LLM‐Guided Parameter Optimization for Mechanistic CHO Cell Bioreactor Models
Han Bit Kim, Janghan Lee, Seo‐Yeon Kim, Jihoon Kim, Moo Sun HongABSTRACT
Mechanistic models of Chinese Hamster Ovary (CHO) cell cultures are essential for efficient bioprocess development and control, yet parameter estimation remains a critical challenge in model calibration. As model complexity increases, the number of parameters grows and their values become highly system‐specific due to biological variability across cell lines and operating conditions.

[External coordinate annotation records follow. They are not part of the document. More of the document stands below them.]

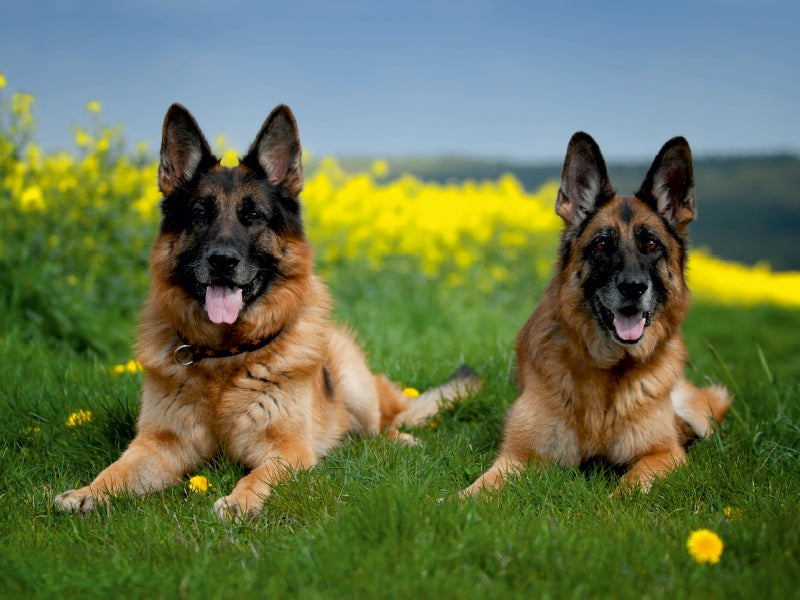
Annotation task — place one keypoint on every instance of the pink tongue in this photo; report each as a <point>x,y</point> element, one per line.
<point>629,327</point>
<point>223,303</point>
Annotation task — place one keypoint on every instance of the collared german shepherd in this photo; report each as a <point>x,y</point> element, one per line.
<point>236,341</point>
<point>600,363</point>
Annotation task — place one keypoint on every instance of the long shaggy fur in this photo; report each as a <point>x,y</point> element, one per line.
<point>236,341</point>
<point>601,360</point>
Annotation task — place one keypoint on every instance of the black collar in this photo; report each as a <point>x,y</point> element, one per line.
<point>185,353</point>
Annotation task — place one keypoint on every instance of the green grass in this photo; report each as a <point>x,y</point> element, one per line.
<point>367,523</point>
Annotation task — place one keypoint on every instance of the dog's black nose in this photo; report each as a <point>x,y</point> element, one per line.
<point>632,286</point>
<point>223,260</point>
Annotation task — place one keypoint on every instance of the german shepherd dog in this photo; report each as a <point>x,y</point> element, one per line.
<point>236,341</point>
<point>600,363</point>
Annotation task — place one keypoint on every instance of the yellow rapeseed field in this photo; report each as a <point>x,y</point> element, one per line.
<point>98,191</point>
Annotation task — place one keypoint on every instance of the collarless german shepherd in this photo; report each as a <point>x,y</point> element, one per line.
<point>600,363</point>
<point>236,342</point>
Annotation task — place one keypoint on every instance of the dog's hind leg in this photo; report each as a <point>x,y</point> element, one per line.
<point>701,408</point>
<point>656,463</point>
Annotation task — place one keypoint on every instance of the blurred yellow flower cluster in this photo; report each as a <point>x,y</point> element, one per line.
<point>728,282</point>
<point>704,546</point>
<point>440,224</point>
<point>89,215</point>
<point>132,366</point>
<point>199,484</point>
<point>79,418</point>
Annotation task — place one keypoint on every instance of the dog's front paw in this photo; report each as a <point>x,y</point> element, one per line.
<point>81,501</point>
<point>234,508</point>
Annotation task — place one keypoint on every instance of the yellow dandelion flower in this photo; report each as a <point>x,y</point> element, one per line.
<point>79,418</point>
<point>32,198</point>
<point>229,159</point>
<point>704,546</point>
<point>199,484</point>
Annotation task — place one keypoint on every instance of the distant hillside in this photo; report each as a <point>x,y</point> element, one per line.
<point>749,207</point>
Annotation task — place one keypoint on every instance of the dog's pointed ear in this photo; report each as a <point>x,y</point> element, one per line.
<point>184,150</point>
<point>276,150</point>
<point>668,186</point>
<point>585,185</point>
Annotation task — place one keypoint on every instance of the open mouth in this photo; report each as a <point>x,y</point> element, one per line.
<point>224,301</point>
<point>627,323</point>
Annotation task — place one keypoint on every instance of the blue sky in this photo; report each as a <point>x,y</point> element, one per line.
<point>501,79</point>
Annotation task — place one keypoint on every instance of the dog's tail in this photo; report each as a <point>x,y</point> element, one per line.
<point>398,409</point>
<point>700,410</point>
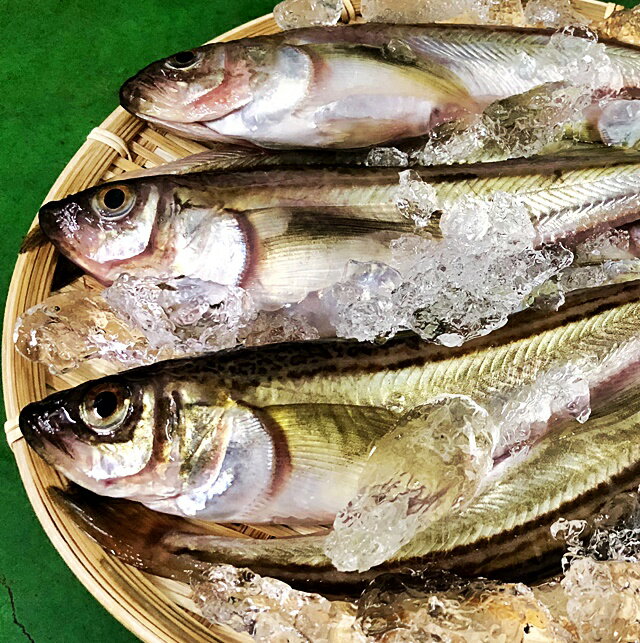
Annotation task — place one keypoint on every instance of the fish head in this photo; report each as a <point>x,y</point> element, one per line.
<point>192,87</point>
<point>99,434</point>
<point>173,444</point>
<point>107,229</point>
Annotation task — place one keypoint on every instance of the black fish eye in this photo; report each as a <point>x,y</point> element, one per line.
<point>114,202</point>
<point>105,407</point>
<point>105,404</point>
<point>183,60</point>
<point>114,198</point>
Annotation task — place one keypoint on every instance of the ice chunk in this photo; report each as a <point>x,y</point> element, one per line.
<point>525,415</point>
<point>292,14</point>
<point>362,306</point>
<point>582,60</point>
<point>603,259</point>
<point>271,611</point>
<point>189,315</point>
<point>552,13</point>
<point>142,320</point>
<point>272,327</point>
<point>449,290</point>
<point>387,157</point>
<point>434,460</point>
<point>507,12</point>
<point>603,599</point>
<point>443,607</point>
<point>623,25</point>
<point>521,126</point>
<point>71,327</point>
<point>601,585</point>
<point>416,199</point>
<point>610,244</point>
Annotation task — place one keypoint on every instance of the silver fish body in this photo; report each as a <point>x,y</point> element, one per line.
<point>349,87</point>
<point>570,471</point>
<point>285,233</point>
<point>253,434</point>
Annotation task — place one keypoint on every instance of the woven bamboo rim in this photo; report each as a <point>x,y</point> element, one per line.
<point>154,609</point>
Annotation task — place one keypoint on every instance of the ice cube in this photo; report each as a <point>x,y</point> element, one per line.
<point>362,305</point>
<point>187,315</point>
<point>508,12</point>
<point>386,157</point>
<point>434,460</point>
<point>443,607</point>
<point>623,25</point>
<point>71,327</point>
<point>552,13</point>
<point>293,14</point>
<point>270,610</point>
<point>416,199</point>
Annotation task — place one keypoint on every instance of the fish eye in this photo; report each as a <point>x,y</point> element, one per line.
<point>183,60</point>
<point>105,407</point>
<point>114,202</point>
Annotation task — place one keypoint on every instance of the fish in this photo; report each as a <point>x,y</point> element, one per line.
<point>282,432</point>
<point>285,233</point>
<point>571,471</point>
<point>352,86</point>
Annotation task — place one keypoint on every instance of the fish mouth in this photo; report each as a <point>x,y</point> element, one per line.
<point>43,427</point>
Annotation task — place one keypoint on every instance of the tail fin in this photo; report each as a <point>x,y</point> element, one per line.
<point>131,532</point>
<point>172,547</point>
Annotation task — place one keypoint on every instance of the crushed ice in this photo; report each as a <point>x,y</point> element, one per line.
<point>141,320</point>
<point>293,14</point>
<point>269,610</point>
<point>451,289</point>
<point>439,456</point>
<point>403,485</point>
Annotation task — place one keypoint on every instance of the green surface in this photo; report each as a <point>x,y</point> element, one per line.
<point>62,64</point>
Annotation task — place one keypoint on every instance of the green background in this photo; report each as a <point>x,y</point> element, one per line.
<point>61,65</point>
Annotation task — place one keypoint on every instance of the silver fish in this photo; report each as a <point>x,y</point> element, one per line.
<point>349,87</point>
<point>285,233</point>
<point>571,470</point>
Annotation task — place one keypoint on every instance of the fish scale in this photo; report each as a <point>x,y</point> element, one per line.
<point>444,73</point>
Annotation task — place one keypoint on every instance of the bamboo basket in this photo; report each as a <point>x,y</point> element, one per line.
<point>154,609</point>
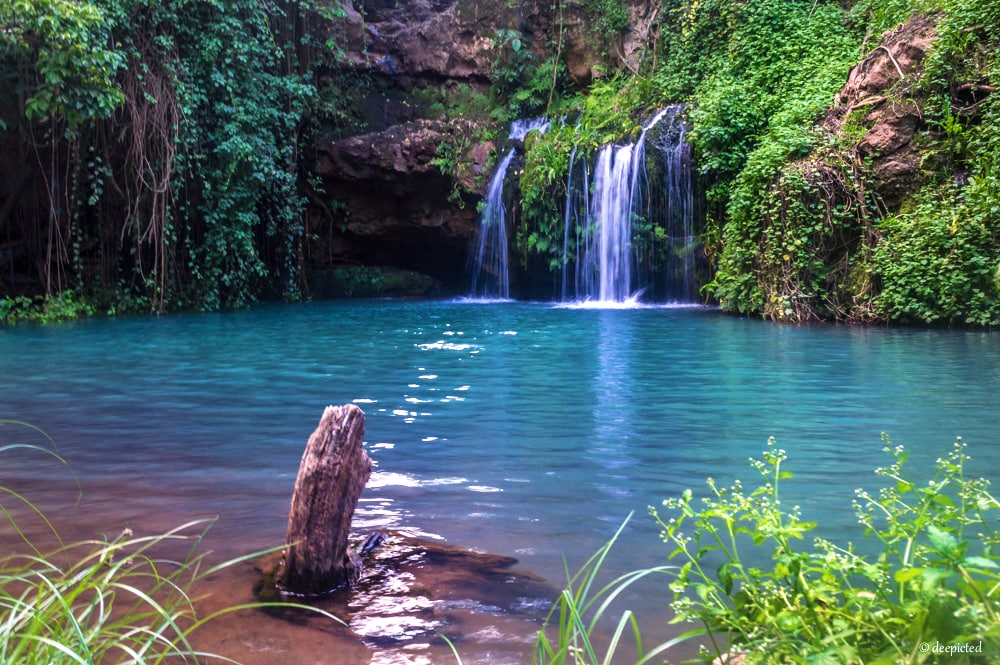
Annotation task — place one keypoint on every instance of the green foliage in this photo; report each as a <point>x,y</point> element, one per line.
<point>520,85</point>
<point>749,577</point>
<point>63,306</point>
<point>183,122</point>
<point>580,609</point>
<point>68,47</point>
<point>939,261</point>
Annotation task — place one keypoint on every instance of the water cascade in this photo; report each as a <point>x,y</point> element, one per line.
<point>600,232</point>
<point>490,272</point>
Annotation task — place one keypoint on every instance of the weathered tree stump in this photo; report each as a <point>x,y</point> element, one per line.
<point>334,471</point>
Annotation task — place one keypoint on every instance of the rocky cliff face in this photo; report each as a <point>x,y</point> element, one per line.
<point>386,198</point>
<point>877,96</point>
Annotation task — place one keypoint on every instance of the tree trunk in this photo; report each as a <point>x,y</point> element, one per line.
<point>332,475</point>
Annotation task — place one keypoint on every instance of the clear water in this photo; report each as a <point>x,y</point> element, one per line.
<point>516,428</point>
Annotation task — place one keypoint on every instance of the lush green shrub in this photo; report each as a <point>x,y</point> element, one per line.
<point>750,576</point>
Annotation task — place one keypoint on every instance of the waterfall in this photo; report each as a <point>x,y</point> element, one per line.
<point>607,262</point>
<point>489,258</point>
<point>677,192</point>
<point>615,262</point>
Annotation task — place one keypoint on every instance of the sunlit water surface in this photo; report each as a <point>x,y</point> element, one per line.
<point>521,429</point>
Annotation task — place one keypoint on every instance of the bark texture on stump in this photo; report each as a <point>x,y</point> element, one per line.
<point>334,471</point>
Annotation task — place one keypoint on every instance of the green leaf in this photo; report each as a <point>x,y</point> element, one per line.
<point>904,575</point>
<point>941,540</point>
<point>979,562</point>
<point>725,576</point>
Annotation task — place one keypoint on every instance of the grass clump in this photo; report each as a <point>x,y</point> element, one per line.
<point>110,600</point>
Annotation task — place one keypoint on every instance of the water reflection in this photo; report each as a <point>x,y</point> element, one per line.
<point>610,448</point>
<point>514,428</point>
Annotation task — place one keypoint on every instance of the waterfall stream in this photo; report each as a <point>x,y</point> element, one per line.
<point>490,262</point>
<point>624,236</point>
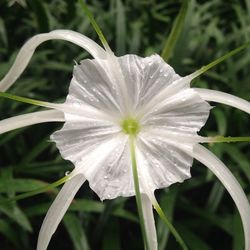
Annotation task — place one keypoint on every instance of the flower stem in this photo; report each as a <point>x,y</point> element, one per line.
<point>36,191</point>
<point>169,225</point>
<point>137,192</point>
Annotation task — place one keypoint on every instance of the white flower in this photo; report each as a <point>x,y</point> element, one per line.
<point>112,100</point>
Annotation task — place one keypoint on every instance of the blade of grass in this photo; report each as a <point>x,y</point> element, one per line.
<point>175,32</point>
<point>94,24</point>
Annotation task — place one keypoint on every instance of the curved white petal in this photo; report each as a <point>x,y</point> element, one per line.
<point>100,152</point>
<point>230,183</point>
<point>184,112</point>
<point>160,162</point>
<point>145,78</point>
<point>29,47</point>
<point>149,222</point>
<point>94,85</point>
<point>58,209</point>
<point>30,119</point>
<point>224,98</point>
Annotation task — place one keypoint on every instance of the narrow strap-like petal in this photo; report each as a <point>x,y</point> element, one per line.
<point>30,119</point>
<point>230,183</point>
<point>29,47</point>
<point>221,97</point>
<point>58,209</point>
<point>149,222</point>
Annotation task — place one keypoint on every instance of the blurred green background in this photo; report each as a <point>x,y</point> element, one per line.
<point>200,208</point>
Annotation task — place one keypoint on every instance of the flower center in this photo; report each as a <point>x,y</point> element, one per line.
<point>130,126</point>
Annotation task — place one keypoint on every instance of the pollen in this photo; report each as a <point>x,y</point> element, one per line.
<point>130,126</point>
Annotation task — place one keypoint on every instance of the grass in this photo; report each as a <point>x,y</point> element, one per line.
<point>201,210</point>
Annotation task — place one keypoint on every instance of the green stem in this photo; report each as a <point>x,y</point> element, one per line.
<point>94,24</point>
<point>137,191</point>
<point>175,32</point>
<point>219,60</point>
<point>169,225</point>
<point>23,99</point>
<point>36,191</point>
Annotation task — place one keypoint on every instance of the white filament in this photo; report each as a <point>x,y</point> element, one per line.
<point>149,222</point>
<point>29,47</point>
<point>221,97</point>
<point>30,119</point>
<point>230,183</point>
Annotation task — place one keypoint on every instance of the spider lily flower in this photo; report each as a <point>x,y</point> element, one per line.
<point>122,111</point>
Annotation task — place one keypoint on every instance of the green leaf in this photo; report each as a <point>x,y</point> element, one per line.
<point>175,32</point>
<point>167,202</point>
<point>9,232</point>
<point>193,240</point>
<point>76,231</point>
<point>112,239</point>
<point>120,28</point>
<point>17,215</point>
<point>41,15</point>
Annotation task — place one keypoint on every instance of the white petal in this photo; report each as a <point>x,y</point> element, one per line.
<point>29,47</point>
<point>58,209</point>
<point>184,112</point>
<point>30,119</point>
<point>145,77</point>
<point>221,97</point>
<point>93,84</point>
<point>230,183</point>
<point>149,222</point>
<point>81,135</point>
<point>100,152</point>
<point>160,162</point>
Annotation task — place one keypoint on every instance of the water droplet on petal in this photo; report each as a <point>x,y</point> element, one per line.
<point>67,173</point>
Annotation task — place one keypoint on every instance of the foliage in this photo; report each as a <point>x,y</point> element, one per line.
<point>201,210</point>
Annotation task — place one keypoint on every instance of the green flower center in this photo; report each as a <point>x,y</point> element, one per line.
<point>130,126</point>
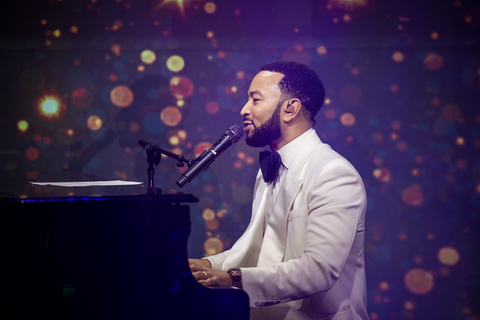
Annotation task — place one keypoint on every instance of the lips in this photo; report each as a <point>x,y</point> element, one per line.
<point>247,125</point>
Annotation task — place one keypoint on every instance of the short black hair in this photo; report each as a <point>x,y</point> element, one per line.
<point>299,82</point>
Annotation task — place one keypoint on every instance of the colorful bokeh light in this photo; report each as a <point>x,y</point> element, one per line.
<point>175,63</point>
<point>94,122</point>
<point>171,116</point>
<point>148,56</point>
<point>22,125</point>
<point>121,96</point>
<point>213,246</point>
<point>448,256</point>
<point>50,106</point>
<point>181,87</point>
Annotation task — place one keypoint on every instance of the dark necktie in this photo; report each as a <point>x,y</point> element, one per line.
<point>269,164</point>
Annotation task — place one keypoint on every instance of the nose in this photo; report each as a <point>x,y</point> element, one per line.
<point>245,110</point>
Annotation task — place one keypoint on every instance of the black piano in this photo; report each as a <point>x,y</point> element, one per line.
<point>100,252</point>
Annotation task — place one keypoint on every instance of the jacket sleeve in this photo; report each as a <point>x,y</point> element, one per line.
<point>217,259</point>
<point>336,206</point>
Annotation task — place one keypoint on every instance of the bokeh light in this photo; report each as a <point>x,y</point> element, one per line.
<point>148,56</point>
<point>116,49</point>
<point>382,174</point>
<point>210,7</point>
<point>398,56</point>
<point>171,116</point>
<point>22,125</point>
<point>208,214</point>
<point>433,61</point>
<point>202,146</point>
<point>419,281</point>
<point>50,106</point>
<point>64,136</point>
<point>175,63</point>
<point>181,87</point>
<point>213,246</point>
<point>94,122</point>
<point>121,96</point>
<point>448,256</point>
<point>347,119</point>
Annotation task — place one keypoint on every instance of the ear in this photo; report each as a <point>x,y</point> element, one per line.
<point>292,108</point>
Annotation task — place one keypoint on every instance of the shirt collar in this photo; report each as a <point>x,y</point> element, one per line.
<point>290,150</point>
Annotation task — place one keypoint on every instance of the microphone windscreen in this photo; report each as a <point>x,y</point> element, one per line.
<point>235,132</point>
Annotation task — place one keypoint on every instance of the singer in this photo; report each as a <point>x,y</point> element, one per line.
<point>302,255</point>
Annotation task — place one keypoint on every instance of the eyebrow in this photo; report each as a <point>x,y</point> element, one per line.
<point>251,93</point>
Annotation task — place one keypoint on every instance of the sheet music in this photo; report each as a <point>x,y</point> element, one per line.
<point>88,183</point>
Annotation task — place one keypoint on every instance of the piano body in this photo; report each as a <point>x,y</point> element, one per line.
<point>114,252</point>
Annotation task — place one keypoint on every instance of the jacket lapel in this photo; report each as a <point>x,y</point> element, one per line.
<point>275,238</point>
<point>246,250</point>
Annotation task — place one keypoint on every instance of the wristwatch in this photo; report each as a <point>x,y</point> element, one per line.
<point>236,275</point>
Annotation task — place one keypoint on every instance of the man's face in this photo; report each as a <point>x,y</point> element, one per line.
<point>261,113</point>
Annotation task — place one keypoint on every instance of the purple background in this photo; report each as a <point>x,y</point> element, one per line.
<point>403,87</point>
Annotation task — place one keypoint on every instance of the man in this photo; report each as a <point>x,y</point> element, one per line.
<point>301,256</point>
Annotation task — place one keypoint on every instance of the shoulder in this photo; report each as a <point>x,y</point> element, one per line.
<point>323,159</point>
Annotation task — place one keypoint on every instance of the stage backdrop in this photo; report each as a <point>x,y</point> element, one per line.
<point>82,81</point>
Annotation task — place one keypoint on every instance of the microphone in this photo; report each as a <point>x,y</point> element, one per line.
<point>208,157</point>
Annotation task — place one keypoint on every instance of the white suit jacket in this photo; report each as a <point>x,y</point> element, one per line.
<point>309,264</point>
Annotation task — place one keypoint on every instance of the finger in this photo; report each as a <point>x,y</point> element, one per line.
<point>195,268</point>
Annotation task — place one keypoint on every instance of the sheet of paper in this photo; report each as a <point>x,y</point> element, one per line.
<point>88,183</point>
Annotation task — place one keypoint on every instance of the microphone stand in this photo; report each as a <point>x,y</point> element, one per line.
<point>154,155</point>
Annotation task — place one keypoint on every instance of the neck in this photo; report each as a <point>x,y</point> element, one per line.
<point>288,137</point>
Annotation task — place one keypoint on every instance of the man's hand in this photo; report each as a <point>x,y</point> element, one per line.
<point>207,276</point>
<point>200,262</point>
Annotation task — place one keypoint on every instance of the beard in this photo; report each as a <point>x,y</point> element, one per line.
<point>267,132</point>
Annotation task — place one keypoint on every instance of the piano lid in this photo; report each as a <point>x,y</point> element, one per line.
<point>15,186</point>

Consequently, estimation requires broad search spaces, leading to inefficient exploration and increased risk of entrapment in local minima during numerical optimization. To address this, a structure‐aware optimization framework is proposed that integrates large language model (LLM) reasoning into the parameter estimation loop. The LLM analyzes governing equations and trajectory discrepancies to recommend directional adjustments for parameter boundaries. These insights are combined with correlation‐based scaling to adaptively refine the search space, which is explored using stochastic global search methods (Latin hypercube sampling [LHS] and Covariance matrix adaptation evolutionary strategy [CMA‐ES]). Applied to fed‐batch CHO cell culture data, the framework escapes local minima and resolves complex, nonlinear metabolite dynamics, including lactate and ammonium shifts. Statistical validation across multiple batches and random seeds shows consistent reduction in prediction error and improved optimization robustness. This study demonstrates the potential of integrating structure‐aware LLM guidance with numerical optimization to improve the reliability and efficiency of bioprocess modeling.